Passar il tempo è un bell'eufemismo. Per capirlo basta infilare il naso nel lezzo delle aule sudicie. I sudanesi e i senegalesi son più di settanta in un'unica stanza. Allungati uno a fianco all'altro. Avvolti da un tepore fetido e appiccicoso. Uno si alza, lascia cader la coperta e scopre l'ebano nero della pelle solcato da croste violacee. «È scabbia... l'abbiamo tutti... Ce la passiamo l'uno con l'altro». Salah corre in ufficio, risale con un mucchio di fogli. Te li sventola in faccia. «Non credergli... guarda i test medici. Glieli facciamo appena li prendiamo. La metà di loro sono già malati... altro che scabbia...» La verità di Salah è scritta in rosso o in giallo sulle cartelle mediche dei reclusi. E non è tranquillizzante. Aids ed epatite virale sono endemiche. La scabbia comune come il raffreddore. «Ricordati che arrivano dal Sudan, dal Ciad, dal Niger e passano settimane o mesi nel deserto. Appena oltre il nostro confine cadono nelle mani di altri trafficanti, poi finiscono nei depositi di Sdabia, a ovest di Bengasi. Da lì, dopo altre settimane ammassati uno sull'altro, arrivano qui. E qui non c'è neppure un ospedale. L'Organizzazione internazionale per le migrazioni e l'Alto commissariato dell'Onu hanno lasciato la Libia. Ci chiamano dall'estero per spiegarci come affrontare il problema. Ma che possiamo fare? Li teniamo qui, poi quando siamo pieni li mandiamo a Saba, al centro di smistamento sperando che le ambasciate dei vari Paesi se li riportino a casa. E dopo qualche settimana ce li ritroviamo di nuovo qui. Qualcuno è la terza o quarta volta che passa. Ai loro Paesi ne rientrano assai pochi. Poi a furia di tentare raggiungono gli imbarchi di Tripoli e Zwara. E in una notte son da voi. Ma se voi non fate niente perché dovremmo fermarli noi? L'Onu spende miliardi e poi lascia me e un pugno di colleghi a fermare quest'ondata. Vi sembra giusto? È naturale che arrivino da voi. Chiedete dove vogliono andare e capirete».
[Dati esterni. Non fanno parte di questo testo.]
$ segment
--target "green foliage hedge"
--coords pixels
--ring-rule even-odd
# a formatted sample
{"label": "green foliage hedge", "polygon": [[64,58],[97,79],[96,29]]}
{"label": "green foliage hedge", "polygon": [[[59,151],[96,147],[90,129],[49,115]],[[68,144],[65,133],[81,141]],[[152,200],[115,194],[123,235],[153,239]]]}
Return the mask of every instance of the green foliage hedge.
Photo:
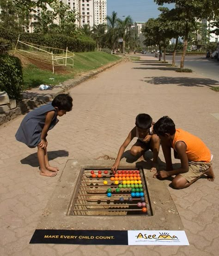
{"label": "green foliage hedge", "polygon": [[19,100],[23,90],[21,62],[17,57],[0,55],[0,91],[5,91],[10,99]]}
{"label": "green foliage hedge", "polygon": [[[19,32],[0,26],[0,34],[5,39],[9,40],[11,45],[14,45],[18,39]],[[94,51],[96,42],[92,38],[84,36],[73,38],[63,34],[22,32],[20,34],[20,40],[39,45],[60,49],[66,49],[71,51]],[[25,46],[23,46],[25,47]],[[56,53],[56,52],[55,52]]]}
{"label": "green foliage hedge", "polygon": [[6,53],[10,46],[10,41],[0,38],[0,54]]}

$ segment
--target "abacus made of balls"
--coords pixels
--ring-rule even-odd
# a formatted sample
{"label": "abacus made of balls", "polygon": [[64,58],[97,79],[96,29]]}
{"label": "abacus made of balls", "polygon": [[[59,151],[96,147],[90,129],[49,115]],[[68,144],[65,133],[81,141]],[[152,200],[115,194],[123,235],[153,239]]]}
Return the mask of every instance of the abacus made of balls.
{"label": "abacus made of balls", "polygon": [[[103,173],[108,174],[108,171],[106,170],[104,170]],[[99,170],[97,173],[95,173],[94,171],[92,170],[91,171],[91,174],[92,178],[101,178],[103,172],[102,171]],[[140,171],[139,170],[119,170],[116,173],[113,174],[110,176],[110,179],[114,182],[115,185],[118,186],[115,190],[116,193],[121,192],[121,189],[128,189],[130,190],[128,191],[126,190],[126,192],[130,192],[130,196],[128,197],[128,200],[131,202],[134,199],[135,200],[139,200],[137,203],[137,206],[140,208],[141,207],[142,211],[143,212],[147,212],[144,189],[142,184]],[[107,185],[107,180],[104,180],[103,183],[104,185]],[[110,198],[113,195],[112,192],[112,189],[110,188],[107,189],[106,193],[108,197]],[[125,201],[125,198],[124,197],[121,197],[119,198],[119,201],[121,202],[123,202]]]}

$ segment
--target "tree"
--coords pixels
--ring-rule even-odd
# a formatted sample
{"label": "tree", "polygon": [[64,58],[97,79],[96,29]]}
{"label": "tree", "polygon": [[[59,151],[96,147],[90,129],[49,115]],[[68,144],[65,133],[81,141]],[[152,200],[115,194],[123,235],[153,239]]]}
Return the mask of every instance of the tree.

Il capitano Salah ci volta le spalle, ci lascia soli. Adesso i prigionieri sono meno guardinghi. Si avvicinano, ti squadrano, confessano. Ayub ha 30 anni. Da cinque vaga per l'Africa. «La mia famiglia è del Darfour. A Nyala abbiamo perso tutto, ci hanno preso anche la casa. Non avevo scelta. Potevo solo decidere se farmi ammazzare a casa o morire scappando. Sogno l'Inghilterra, mio fratello è già lì... la vostra Italia non m'interessa, ma per me è la porta della salvezza. Non ho più un soldo, i trafficanti mi hanno mangiato tutto. Devo arrivare a Tripoli, lavorare e cercare di pagarmi il viaggio per l'Italia. Se morirò si compirà il mio destino. Se ce la farò potrò sperare di vedere l'Inghilterra... e chissà magari perfino l'America...».
Al piano di sotto tra donne e bimbi la tragedia è pure peggiore. Esmek, Melley e Froweyni hanno tra i 20 e i 24 anni. I loro mariti sono tutti in una prigione di Asmara. Esmek nove mesi fa ha partorito Mankam tra le sabbie del deserto. Ora se lo tira dietro appeso al petto come un fardello. Gli altri bimbi sguazzano tra le coperte sudicie, i catini di riso, l'acqua del rancio.
Anche qui - tra lezzo e disperazione - una sola speranza, raggiungere l'Italia, sbarcare nella terra promessa. «Certo posso affogare - sbotta Esmek - ma io e il mio bimbo possiamo sperare di sopravvivere a lungo qui dentro? Se Allah vorrà arriveremo in Italia, altrimenti moriremo. E non dovremo preoccuparci più di nulla».